La Bataillon de la Croix-Rousse
Étienne qui toujours plein de sollicitude s’enquit près d’elle des causes de son émotion facile à observer sur son visage bouleversé.
La baronne fit appeler M me Adolphe.
Celle-ci accourut et s’écria :
– Ah ! des contrariétés ! connais ça, moi ! les hommes ! toujours les hommes ! les monstres d’hommes ! On nous fait des traits ! Vengeons-nous ! Qu’est-ce qu’il faut faire ?
– Trouver l’Auvergnat d’hier et vous taire ! dit la baronne, et obéissez vivement pour l’homme et le silence ! Vous m’assommez avec vos réflexions.
La baronne ayant fait mettre trois fois déjà l’Auvergnate au cachot, celle-ci avait peur de la baronne car elle avait horreur d’être enfermée sans lumière, son imagination infernale peuplant l’ombre de mille fantômes.
Elle obéit donc.
Une demi-heure à peine s’était écoulée que l’Auvergnat accourait près de la baronne.

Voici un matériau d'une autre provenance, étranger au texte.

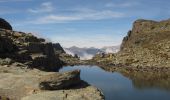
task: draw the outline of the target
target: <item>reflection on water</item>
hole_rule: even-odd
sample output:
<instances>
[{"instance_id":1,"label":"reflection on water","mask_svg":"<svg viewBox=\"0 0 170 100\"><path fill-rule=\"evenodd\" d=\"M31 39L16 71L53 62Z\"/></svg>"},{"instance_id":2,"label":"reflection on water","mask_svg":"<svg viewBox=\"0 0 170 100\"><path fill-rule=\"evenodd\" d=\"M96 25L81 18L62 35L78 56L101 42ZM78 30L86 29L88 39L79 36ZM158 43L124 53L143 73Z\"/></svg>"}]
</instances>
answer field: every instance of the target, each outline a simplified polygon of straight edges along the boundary
<instances>
[{"instance_id":1,"label":"reflection on water","mask_svg":"<svg viewBox=\"0 0 170 100\"><path fill-rule=\"evenodd\" d=\"M81 79L100 88L106 100L169 100L170 74L110 73L97 66L68 66L60 72L80 69Z\"/></svg>"},{"instance_id":2,"label":"reflection on water","mask_svg":"<svg viewBox=\"0 0 170 100\"><path fill-rule=\"evenodd\" d=\"M122 74L129 77L134 87L138 89L158 88L170 91L170 73L133 72Z\"/></svg>"}]
</instances>

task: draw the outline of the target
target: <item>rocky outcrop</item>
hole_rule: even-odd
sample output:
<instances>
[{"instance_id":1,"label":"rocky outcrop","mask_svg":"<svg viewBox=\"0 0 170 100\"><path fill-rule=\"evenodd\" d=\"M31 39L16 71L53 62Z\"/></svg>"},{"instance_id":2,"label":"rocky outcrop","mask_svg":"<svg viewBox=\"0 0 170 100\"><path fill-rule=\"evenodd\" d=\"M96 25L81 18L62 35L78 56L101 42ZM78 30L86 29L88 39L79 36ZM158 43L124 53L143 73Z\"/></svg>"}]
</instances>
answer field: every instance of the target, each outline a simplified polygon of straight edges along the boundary
<instances>
[{"instance_id":1,"label":"rocky outcrop","mask_svg":"<svg viewBox=\"0 0 170 100\"><path fill-rule=\"evenodd\" d=\"M170 20L137 20L115 54L96 55L93 60L107 66L170 67Z\"/></svg>"},{"instance_id":2,"label":"rocky outcrop","mask_svg":"<svg viewBox=\"0 0 170 100\"><path fill-rule=\"evenodd\" d=\"M66 54L59 43L46 42L32 33L6 29L0 29L0 58L2 62L9 58L28 68L45 71L57 71L62 65L84 63L78 57Z\"/></svg>"},{"instance_id":3,"label":"rocky outcrop","mask_svg":"<svg viewBox=\"0 0 170 100\"><path fill-rule=\"evenodd\" d=\"M2 19L2 18L0 18L0 28L12 30L12 26L5 19Z\"/></svg>"},{"instance_id":4,"label":"rocky outcrop","mask_svg":"<svg viewBox=\"0 0 170 100\"><path fill-rule=\"evenodd\" d=\"M123 39L121 50L155 45L162 40L169 41L170 39L170 20L152 21L152 20L136 20L133 23L133 28Z\"/></svg>"},{"instance_id":5,"label":"rocky outcrop","mask_svg":"<svg viewBox=\"0 0 170 100\"><path fill-rule=\"evenodd\" d=\"M28 67L46 71L57 70L63 65L53 44L31 33L1 29L0 53L0 58L10 58Z\"/></svg>"}]
</instances>

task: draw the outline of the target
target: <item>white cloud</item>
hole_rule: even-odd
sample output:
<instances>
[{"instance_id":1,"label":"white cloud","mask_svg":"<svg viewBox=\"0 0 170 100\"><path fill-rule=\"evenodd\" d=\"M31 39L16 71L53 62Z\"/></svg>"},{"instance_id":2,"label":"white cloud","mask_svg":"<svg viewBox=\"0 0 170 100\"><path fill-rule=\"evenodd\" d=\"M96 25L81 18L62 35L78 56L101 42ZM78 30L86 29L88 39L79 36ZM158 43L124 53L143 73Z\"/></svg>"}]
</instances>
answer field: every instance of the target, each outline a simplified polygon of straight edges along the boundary
<instances>
[{"instance_id":1,"label":"white cloud","mask_svg":"<svg viewBox=\"0 0 170 100\"><path fill-rule=\"evenodd\" d=\"M53 10L54 7L51 2L44 2L38 8L28 9L28 11L31 13L46 13L46 12L52 12Z\"/></svg>"},{"instance_id":2,"label":"white cloud","mask_svg":"<svg viewBox=\"0 0 170 100\"><path fill-rule=\"evenodd\" d=\"M49 23L63 23L71 21L83 21L83 20L103 20L103 19L113 19L113 18L122 18L125 17L124 13L114 12L111 10L88 10L88 11L79 11L67 15L63 14L51 14L37 18L34 21L31 21L33 24L49 24Z\"/></svg>"}]
</instances>

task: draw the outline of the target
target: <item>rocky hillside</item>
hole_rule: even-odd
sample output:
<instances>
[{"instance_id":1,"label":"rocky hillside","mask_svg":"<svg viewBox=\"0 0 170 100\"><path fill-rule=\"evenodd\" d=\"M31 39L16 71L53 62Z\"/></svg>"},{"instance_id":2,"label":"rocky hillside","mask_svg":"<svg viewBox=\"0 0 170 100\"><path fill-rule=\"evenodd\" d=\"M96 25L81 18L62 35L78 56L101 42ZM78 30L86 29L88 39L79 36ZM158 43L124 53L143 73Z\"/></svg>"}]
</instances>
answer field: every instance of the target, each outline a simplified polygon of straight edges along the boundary
<instances>
[{"instance_id":1,"label":"rocky hillside","mask_svg":"<svg viewBox=\"0 0 170 100\"><path fill-rule=\"evenodd\" d=\"M137 20L123 39L121 50L126 48L153 48L156 44L170 40L170 20ZM157 48L155 48L157 49Z\"/></svg>"},{"instance_id":2,"label":"rocky hillside","mask_svg":"<svg viewBox=\"0 0 170 100\"><path fill-rule=\"evenodd\" d=\"M170 67L170 20L135 21L120 52L97 55L93 60L111 66Z\"/></svg>"},{"instance_id":3,"label":"rocky hillside","mask_svg":"<svg viewBox=\"0 0 170 100\"><path fill-rule=\"evenodd\" d=\"M63 65L56 53L64 52L60 44L46 42L32 33L3 29L9 24L4 23L0 28L0 65L19 62L46 71L57 70Z\"/></svg>"}]
</instances>

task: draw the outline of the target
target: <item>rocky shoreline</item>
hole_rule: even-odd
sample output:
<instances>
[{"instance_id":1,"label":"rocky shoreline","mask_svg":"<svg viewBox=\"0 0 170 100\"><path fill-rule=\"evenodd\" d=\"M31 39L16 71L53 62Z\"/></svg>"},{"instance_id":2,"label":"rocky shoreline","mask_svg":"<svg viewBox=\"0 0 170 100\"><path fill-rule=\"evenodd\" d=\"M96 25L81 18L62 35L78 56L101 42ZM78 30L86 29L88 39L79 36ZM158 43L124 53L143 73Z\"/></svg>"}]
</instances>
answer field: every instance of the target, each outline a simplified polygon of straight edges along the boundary
<instances>
[{"instance_id":1,"label":"rocky shoreline","mask_svg":"<svg viewBox=\"0 0 170 100\"><path fill-rule=\"evenodd\" d=\"M78 62L59 43L13 31L0 19L0 100L104 100L79 70L58 72Z\"/></svg>"},{"instance_id":2,"label":"rocky shoreline","mask_svg":"<svg viewBox=\"0 0 170 100\"><path fill-rule=\"evenodd\" d=\"M104 100L100 90L80 79L78 70L44 72L15 65L0 66L0 96L9 100Z\"/></svg>"}]
</instances>

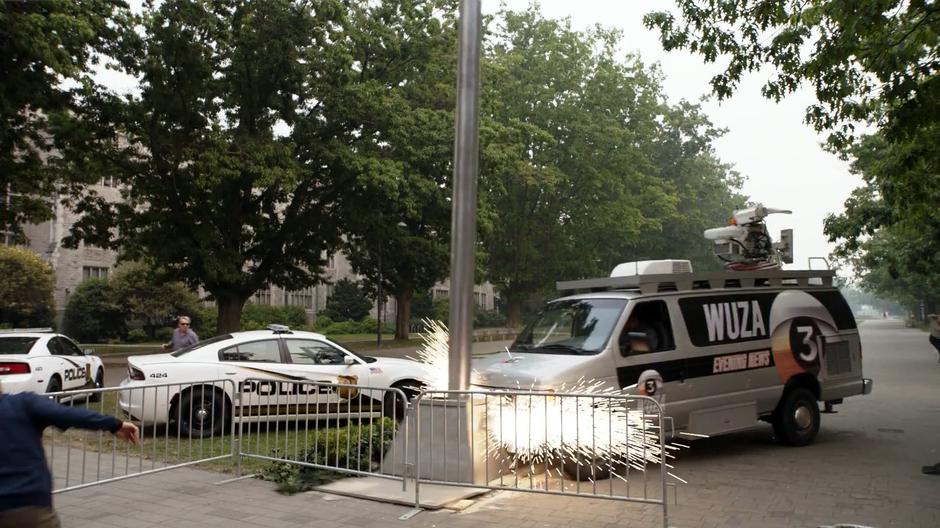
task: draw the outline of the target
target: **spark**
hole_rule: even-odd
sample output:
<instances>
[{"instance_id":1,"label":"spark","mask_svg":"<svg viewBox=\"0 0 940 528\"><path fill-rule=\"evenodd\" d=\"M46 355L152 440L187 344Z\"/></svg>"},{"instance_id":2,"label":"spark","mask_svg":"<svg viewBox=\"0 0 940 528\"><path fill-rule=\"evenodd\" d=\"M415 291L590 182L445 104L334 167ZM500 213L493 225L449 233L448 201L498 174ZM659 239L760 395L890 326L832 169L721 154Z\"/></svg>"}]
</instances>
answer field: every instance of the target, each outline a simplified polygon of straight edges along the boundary
<instances>
[{"instance_id":1,"label":"spark","mask_svg":"<svg viewBox=\"0 0 940 528\"><path fill-rule=\"evenodd\" d=\"M424 363L429 367L425 390L446 391L448 378L448 351L450 350L450 332L444 323L433 319L422 319L428 329L421 336L423 345L415 353L418 357L408 359Z\"/></svg>"},{"instance_id":2,"label":"spark","mask_svg":"<svg viewBox=\"0 0 940 528\"><path fill-rule=\"evenodd\" d=\"M448 389L448 350L450 333L440 321L424 320L428 329L422 336L423 345L415 361L429 368L426 391L431 397L446 397ZM506 354L515 359L507 347ZM658 406L648 399L628 399L627 387L617 389L603 381L579 379L562 385L557 391L534 391L516 382L517 392L500 391L477 394L486 403L484 420L489 435L490 455L511 467L545 464L561 476L559 466L566 461L587 468L611 470L622 468L645 471L648 465L672 469L668 461L674 453L688 448L676 442L660 444ZM512 389L509 389L511 392ZM437 392L438 394L433 394ZM569 394L562 396L562 394ZM680 433L689 437L706 437ZM671 472L676 480L685 481Z\"/></svg>"}]
</instances>

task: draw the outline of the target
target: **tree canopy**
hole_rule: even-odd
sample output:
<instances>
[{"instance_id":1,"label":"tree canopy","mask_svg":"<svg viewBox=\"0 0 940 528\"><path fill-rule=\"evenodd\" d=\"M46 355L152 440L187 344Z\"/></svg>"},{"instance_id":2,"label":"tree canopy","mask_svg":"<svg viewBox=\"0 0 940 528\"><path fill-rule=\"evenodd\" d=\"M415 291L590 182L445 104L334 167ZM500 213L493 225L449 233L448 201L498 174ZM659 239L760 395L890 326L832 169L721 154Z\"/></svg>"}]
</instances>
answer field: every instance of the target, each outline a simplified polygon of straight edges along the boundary
<instances>
[{"instance_id":1,"label":"tree canopy","mask_svg":"<svg viewBox=\"0 0 940 528\"><path fill-rule=\"evenodd\" d=\"M0 2L0 232L14 241L25 241L24 224L52 217L55 192L100 177L64 177L57 149L128 17L123 1Z\"/></svg>"},{"instance_id":2,"label":"tree canopy","mask_svg":"<svg viewBox=\"0 0 940 528\"><path fill-rule=\"evenodd\" d=\"M940 151L940 6L903 0L677 0L646 16L667 50L726 60L712 79L730 96L748 72L773 74L765 96L815 90L806 121L852 159L866 187L826 220L835 256L862 285L908 305L940 298L937 213ZM866 134L857 126L866 125Z\"/></svg>"},{"instance_id":3,"label":"tree canopy","mask_svg":"<svg viewBox=\"0 0 940 528\"><path fill-rule=\"evenodd\" d=\"M554 281L640 258L696 257L743 200L699 109L670 106L621 35L571 29L536 7L503 12L487 42L482 205L487 277L519 323ZM711 258L711 257L709 257Z\"/></svg>"},{"instance_id":4,"label":"tree canopy","mask_svg":"<svg viewBox=\"0 0 940 528\"><path fill-rule=\"evenodd\" d=\"M83 83L55 164L69 181L113 177L122 199L71 193L81 218L65 242L201 288L220 332L259 289L323 281L342 250L370 292L398 301L407 337L414 292L448 270L456 8L166 0L100 13L100 53L138 89ZM712 150L721 132L696 105L667 103L617 32L535 7L490 27L480 278L517 310L622 260L704 263L702 229L742 201Z\"/></svg>"},{"instance_id":5,"label":"tree canopy","mask_svg":"<svg viewBox=\"0 0 940 528\"><path fill-rule=\"evenodd\" d=\"M0 246L0 325L38 327L52 324L52 267L32 251Z\"/></svg>"},{"instance_id":6,"label":"tree canopy","mask_svg":"<svg viewBox=\"0 0 940 528\"><path fill-rule=\"evenodd\" d=\"M237 329L245 301L268 284L316 283L339 245L345 187L332 169L352 133L323 104L351 74L352 58L329 45L347 38L346 22L339 1L146 9L120 58L140 94L82 108L99 137L113 130L95 150L114 160L125 200L85 194L70 242L121 249L205 288L219 331Z\"/></svg>"}]
</instances>

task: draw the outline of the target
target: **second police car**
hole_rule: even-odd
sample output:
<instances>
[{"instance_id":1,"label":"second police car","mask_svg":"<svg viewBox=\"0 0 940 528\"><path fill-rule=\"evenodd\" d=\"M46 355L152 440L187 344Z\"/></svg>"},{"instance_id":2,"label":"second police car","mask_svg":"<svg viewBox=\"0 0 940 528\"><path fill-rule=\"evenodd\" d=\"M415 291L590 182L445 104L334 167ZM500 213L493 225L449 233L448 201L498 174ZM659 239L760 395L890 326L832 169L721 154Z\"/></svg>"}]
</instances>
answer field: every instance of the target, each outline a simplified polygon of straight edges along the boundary
<instances>
[{"instance_id":1,"label":"second police car","mask_svg":"<svg viewBox=\"0 0 940 528\"><path fill-rule=\"evenodd\" d=\"M430 381L423 363L361 356L321 334L272 325L223 334L170 354L131 356L120 406L147 425L176 423L182 434L219 435L230 420L316 420L401 416L406 397ZM213 380L225 380L212 383ZM228 382L231 380L231 382ZM309 383L322 382L317 386ZM149 387L149 388L148 388Z\"/></svg>"},{"instance_id":2,"label":"second police car","mask_svg":"<svg viewBox=\"0 0 940 528\"><path fill-rule=\"evenodd\" d=\"M0 384L6 393L38 394L102 387L104 365L51 328L0 330Z\"/></svg>"}]
</instances>

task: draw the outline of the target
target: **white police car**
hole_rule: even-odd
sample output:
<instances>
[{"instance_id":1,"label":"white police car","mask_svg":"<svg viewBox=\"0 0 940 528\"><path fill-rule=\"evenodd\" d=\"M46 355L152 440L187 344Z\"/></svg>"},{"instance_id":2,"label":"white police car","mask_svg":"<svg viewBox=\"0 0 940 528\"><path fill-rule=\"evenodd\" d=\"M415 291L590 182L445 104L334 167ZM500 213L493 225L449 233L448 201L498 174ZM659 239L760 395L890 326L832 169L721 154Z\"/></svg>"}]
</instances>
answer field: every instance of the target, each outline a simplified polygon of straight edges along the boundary
<instances>
[{"instance_id":1,"label":"white police car","mask_svg":"<svg viewBox=\"0 0 940 528\"><path fill-rule=\"evenodd\" d=\"M170 354L131 356L127 372L121 387L128 390L121 391L120 406L128 416L145 425L175 422L182 434L200 437L221 434L231 419L317 420L350 412L370 418L403 412L403 402L392 392L334 390L298 381L396 388L409 398L431 381L423 363L361 356L321 334L280 325L223 334ZM214 380L232 383L209 383Z\"/></svg>"},{"instance_id":2,"label":"white police car","mask_svg":"<svg viewBox=\"0 0 940 528\"><path fill-rule=\"evenodd\" d=\"M0 387L45 394L104 385L101 358L51 328L0 330ZM98 395L93 395L96 400Z\"/></svg>"}]
</instances>

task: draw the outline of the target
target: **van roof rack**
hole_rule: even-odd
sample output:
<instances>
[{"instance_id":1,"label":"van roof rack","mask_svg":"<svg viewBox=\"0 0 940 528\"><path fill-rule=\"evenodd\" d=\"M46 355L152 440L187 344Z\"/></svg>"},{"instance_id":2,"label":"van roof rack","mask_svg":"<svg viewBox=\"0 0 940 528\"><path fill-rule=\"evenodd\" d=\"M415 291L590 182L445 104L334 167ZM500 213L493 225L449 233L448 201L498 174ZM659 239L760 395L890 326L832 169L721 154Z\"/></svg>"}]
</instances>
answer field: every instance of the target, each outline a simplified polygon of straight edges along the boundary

M me de Quercy posa une question nette à l’enfant de l’Auvergne.
– Écoutez, lui dit-elle, je suis le cousin de la petite jeune fille que vous avez accompagnée hier.
– Bien ! dit l’Auvergnat. Je vous reconnais.
– Pour qui me reconnaissez-vous ?
– Pour la jeune fille !
– Soit ! Répondez franchement. Pour qui tenez-vous ? Est-ce pour le roi ou pour la République ?
– Pour la République ! mais je ne veux pas qu’on fasse du mal aux prêtres.
– Bon, vous êtes avec nous ! nous sommes républicains, mais nous défendons la religion. Voulez-vous nous rendre service ? Vous savez que, quoique simple fifre, j’ai du pouvoir et surtout que je paie bien.
– Du moment où vous y mettez le prix, je ferai ce que vous voudrez. Il n’y avait pas besoin de vous inquiéter de mes idées pour ce qui est de la politique. Je suis honnête et si l’on me donne de l’argent pour faire une chose, je la fais, quand même ça me déplairait.
Et, avec une philosophie à laquelle son accent auvergnat donnait une saveur, il dit :
– Nous autres, nous chommes bons à tout faire, même la chale besogne chi on paie che que chela vaut.
– On y mettra le prix ! Combien pouvez-vous rassembler d’hommes dévoués à un écu par tête d’arrhes, à un louis de paye par jour pour avoir l’air de se battre du côté des Carmagnoles et les trahir au bon moment ?
– Trois cents bons bougres ! déclara-t-il. Et tous des camarades ! Je serai leur capitaine : ils feront ce que je voudrai.
– Quand seront-ils prêts ?
– Cette nuit, si vous voulez : une heure, deux heures au plus après minuit.
– Rassemblez-les sur les quais du Rhône à la hauteur du pont Morand. Je leur ferai donner des armes et de la poudre. Vous recevrez mes instructions. Allez !
L’Auvergnat demanda :
– Et pour moi, combien ?
– Cinq cents livres. Vous les prélèverez sur cette bourse.
L’Auvergnat ouvrit la bourse qu’on lui tendait, vit des louis, poussa un cri sauvage et sortit.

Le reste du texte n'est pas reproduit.